Add Filters and Slicers to a Pivot Table for Interactive Analysis
Filters and slicers allow you to dynamically explore and narrow down your pivot table results. While filters are set inside the Pivot Table Editor, slicers provide a clickable tool right on your sheet. This method helps you drill into data by fields like region or salesperson, making your analysis more interactive and presentation-ready.
We will use this dataset for this method.
Steps:
➤ Select the range A1:F11 (including headers and all 10 rows of data)
➤ Go to Insert >> Pivot Table, choose “New sheet”, and click Create
Set Up Your Pivot Table:
➤ In the Pivot Table Editor:
- Rows: Add Product
- Values: Add Units Sold (Summarize by SUM)
You’ll now see a table summarizing the number of units sold per product.
Adding a Filter
➤ In the Pivot Table Editor, scroll to Filters >> Add
➤ Choose Region
➤ Use the checkboxes to show only East, West, or both regions.
The pivot table will update accordingly.
Adding a Slicer
➤ Click anywhere inside the pivot table
➤ Go to Data >> Add a slicer
➤ In the Slicer panel on the right, set the slicer to column Salesperson
➤ Drag the slicer box wherever you want on your sheet
Now, you (or stakeholders) can click to filter by salesperson in real-time, without needing to reopen the Pivot Table Editor.
Frequently Asked Questions
What is a pivot table in Google Sheets used for?
A pivot table summarizes large data sets, allowing you to group, count, and analyze information quickly, such as totals by category, date, region, or other dimensions.
Can you create a pivot table from multiple sheets in Google Sheets?
Yes, but you must first combine the data using QUERY, ARRAYFORMULA, or curly brackets {} into one sheet before building the pivot table.
How do I refresh a pivot table in Google Sheets?

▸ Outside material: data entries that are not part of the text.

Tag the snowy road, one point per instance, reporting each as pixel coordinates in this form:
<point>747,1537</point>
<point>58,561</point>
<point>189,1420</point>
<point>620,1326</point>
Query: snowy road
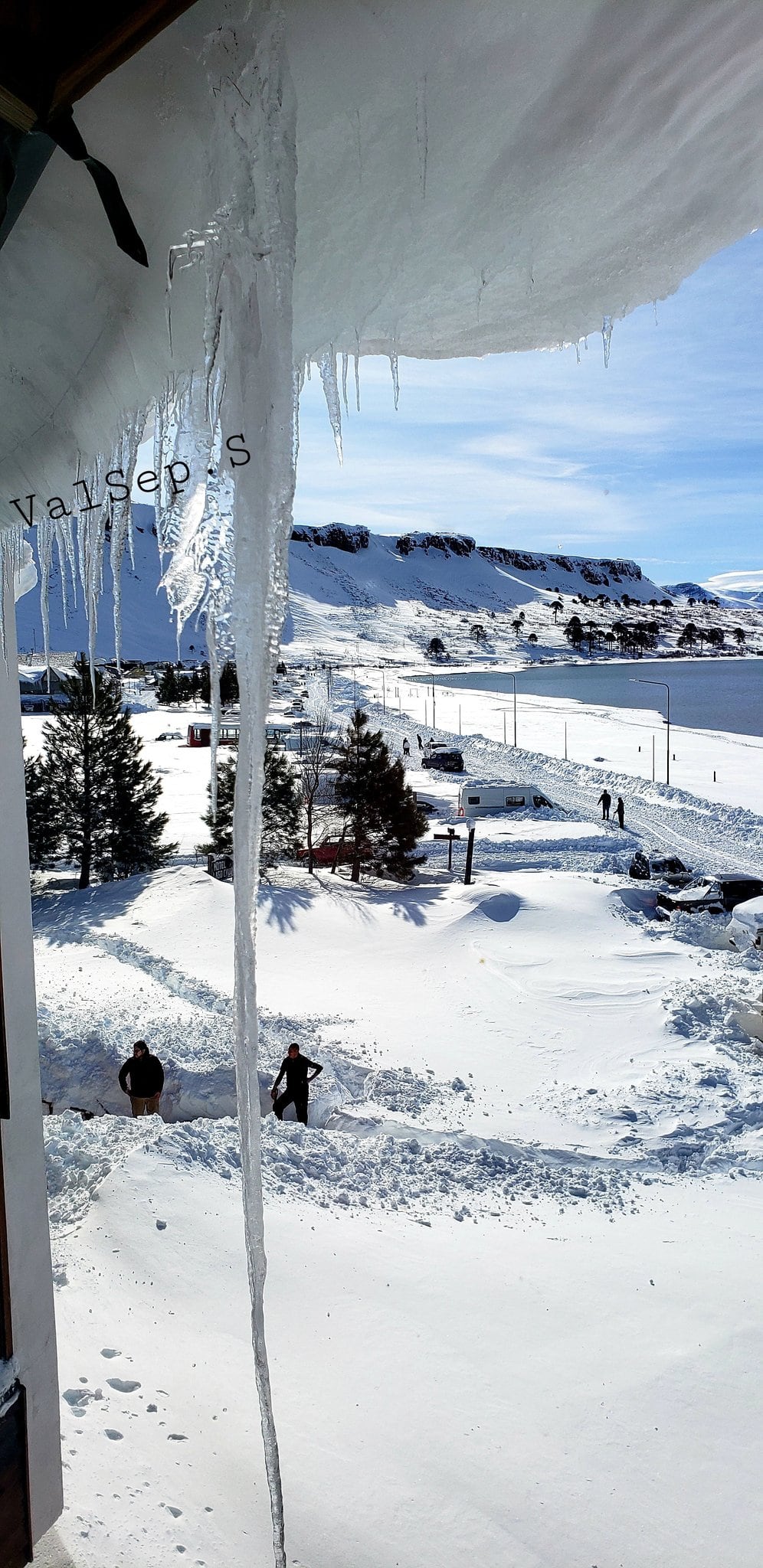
<point>707,835</point>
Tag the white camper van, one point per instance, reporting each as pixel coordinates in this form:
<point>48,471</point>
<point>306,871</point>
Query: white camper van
<point>487,800</point>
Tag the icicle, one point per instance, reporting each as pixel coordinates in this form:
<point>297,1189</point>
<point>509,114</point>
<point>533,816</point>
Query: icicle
<point>15,552</point>
<point>124,459</point>
<point>91,519</point>
<point>255,172</point>
<point>396,383</point>
<point>214,700</point>
<point>65,540</point>
<point>46,557</point>
<point>607,338</point>
<point>423,134</point>
<point>332,396</point>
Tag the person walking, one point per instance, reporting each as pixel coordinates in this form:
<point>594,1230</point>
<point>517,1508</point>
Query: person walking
<point>143,1080</point>
<point>296,1070</point>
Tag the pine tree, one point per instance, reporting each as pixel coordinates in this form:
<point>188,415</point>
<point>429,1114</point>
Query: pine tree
<point>281,808</point>
<point>167,689</point>
<point>228,684</point>
<point>220,824</point>
<point>104,794</point>
<point>43,821</point>
<point>380,808</point>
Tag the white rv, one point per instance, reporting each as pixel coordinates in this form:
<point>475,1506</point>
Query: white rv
<point>487,800</point>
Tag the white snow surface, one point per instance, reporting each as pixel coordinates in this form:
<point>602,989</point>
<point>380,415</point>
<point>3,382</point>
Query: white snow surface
<point>512,1292</point>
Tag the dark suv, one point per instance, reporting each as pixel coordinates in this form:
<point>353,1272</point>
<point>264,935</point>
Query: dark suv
<point>443,758</point>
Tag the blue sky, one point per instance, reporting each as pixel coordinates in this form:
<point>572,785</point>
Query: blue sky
<point>657,456</point>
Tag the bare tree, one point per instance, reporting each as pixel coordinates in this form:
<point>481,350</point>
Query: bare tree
<point>318,748</point>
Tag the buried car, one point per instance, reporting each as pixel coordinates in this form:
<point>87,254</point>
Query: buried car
<point>443,758</point>
<point>713,894</point>
<point>660,867</point>
<point>746,926</point>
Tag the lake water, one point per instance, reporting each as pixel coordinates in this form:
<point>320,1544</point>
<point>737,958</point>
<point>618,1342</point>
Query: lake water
<point>706,694</point>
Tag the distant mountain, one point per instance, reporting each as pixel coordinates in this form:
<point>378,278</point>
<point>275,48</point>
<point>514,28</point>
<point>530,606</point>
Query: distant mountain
<point>351,586</point>
<point>738,589</point>
<point>746,590</point>
<point>345,586</point>
<point>688,592</point>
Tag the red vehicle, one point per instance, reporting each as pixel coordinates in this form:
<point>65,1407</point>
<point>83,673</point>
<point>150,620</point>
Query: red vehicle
<point>336,847</point>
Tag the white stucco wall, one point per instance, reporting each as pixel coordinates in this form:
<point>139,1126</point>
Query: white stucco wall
<point>21,1135</point>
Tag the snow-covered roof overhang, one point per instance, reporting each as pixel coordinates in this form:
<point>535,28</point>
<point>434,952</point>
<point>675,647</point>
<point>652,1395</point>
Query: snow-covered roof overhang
<point>471,178</point>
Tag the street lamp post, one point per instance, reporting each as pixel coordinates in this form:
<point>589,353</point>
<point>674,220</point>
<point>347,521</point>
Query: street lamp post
<point>638,681</point>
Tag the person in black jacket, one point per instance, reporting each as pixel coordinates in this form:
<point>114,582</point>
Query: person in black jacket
<point>143,1080</point>
<point>296,1070</point>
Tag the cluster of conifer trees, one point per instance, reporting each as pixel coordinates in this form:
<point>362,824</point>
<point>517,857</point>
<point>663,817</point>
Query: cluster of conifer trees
<point>91,799</point>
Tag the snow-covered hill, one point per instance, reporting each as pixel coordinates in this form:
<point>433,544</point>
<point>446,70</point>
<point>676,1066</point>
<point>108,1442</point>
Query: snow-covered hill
<point>360,598</point>
<point>349,586</point>
<point>339,580</point>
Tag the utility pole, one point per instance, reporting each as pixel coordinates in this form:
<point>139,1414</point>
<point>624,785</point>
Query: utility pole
<point>470,857</point>
<point>638,681</point>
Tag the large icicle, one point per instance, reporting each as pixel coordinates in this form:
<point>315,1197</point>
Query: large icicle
<point>250,275</point>
<point>123,460</point>
<point>332,396</point>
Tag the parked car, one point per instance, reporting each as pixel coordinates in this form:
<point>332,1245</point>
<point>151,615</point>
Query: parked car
<point>335,848</point>
<point>660,867</point>
<point>447,760</point>
<point>713,894</point>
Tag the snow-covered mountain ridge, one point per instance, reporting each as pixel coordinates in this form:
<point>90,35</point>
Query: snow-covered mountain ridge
<point>595,573</point>
<point>355,596</point>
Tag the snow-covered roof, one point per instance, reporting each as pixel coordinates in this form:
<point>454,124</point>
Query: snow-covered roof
<point>498,179</point>
<point>749,913</point>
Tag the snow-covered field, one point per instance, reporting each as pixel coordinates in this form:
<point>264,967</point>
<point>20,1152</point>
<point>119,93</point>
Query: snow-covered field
<point>514,1283</point>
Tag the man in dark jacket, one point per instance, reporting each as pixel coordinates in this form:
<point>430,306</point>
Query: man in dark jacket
<point>605,800</point>
<point>297,1073</point>
<point>143,1080</point>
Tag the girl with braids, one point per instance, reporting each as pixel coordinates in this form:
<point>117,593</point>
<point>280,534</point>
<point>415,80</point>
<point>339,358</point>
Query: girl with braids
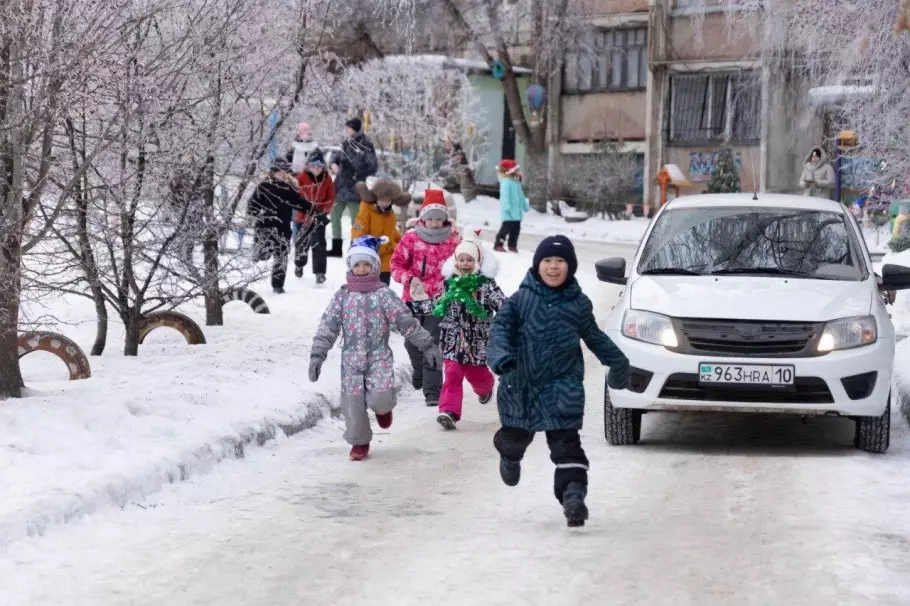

Pivot tables in Google Sheets update automatically when source data changes. Just reopen the file or click into the pivot to force a refresh if needed.
How do I remove grand totals from a pivot table?
Open the Pivot Table Editor, go to the Values section, click on “Show totals,” and uncheck it to remove grand totals from rows or columns.
Wrapping Up
Pivot tables in Google Sheets are essential for quick, flexible data analysis. Whether you’re building a summary from a single sheet or merging data from multiple sources, pivot tables allow you to uncover patterns, compare variables, and report results effectively. With simple formulas like QUERY and ARRAYFORMULA, even multi-sheet analysis becomes easy.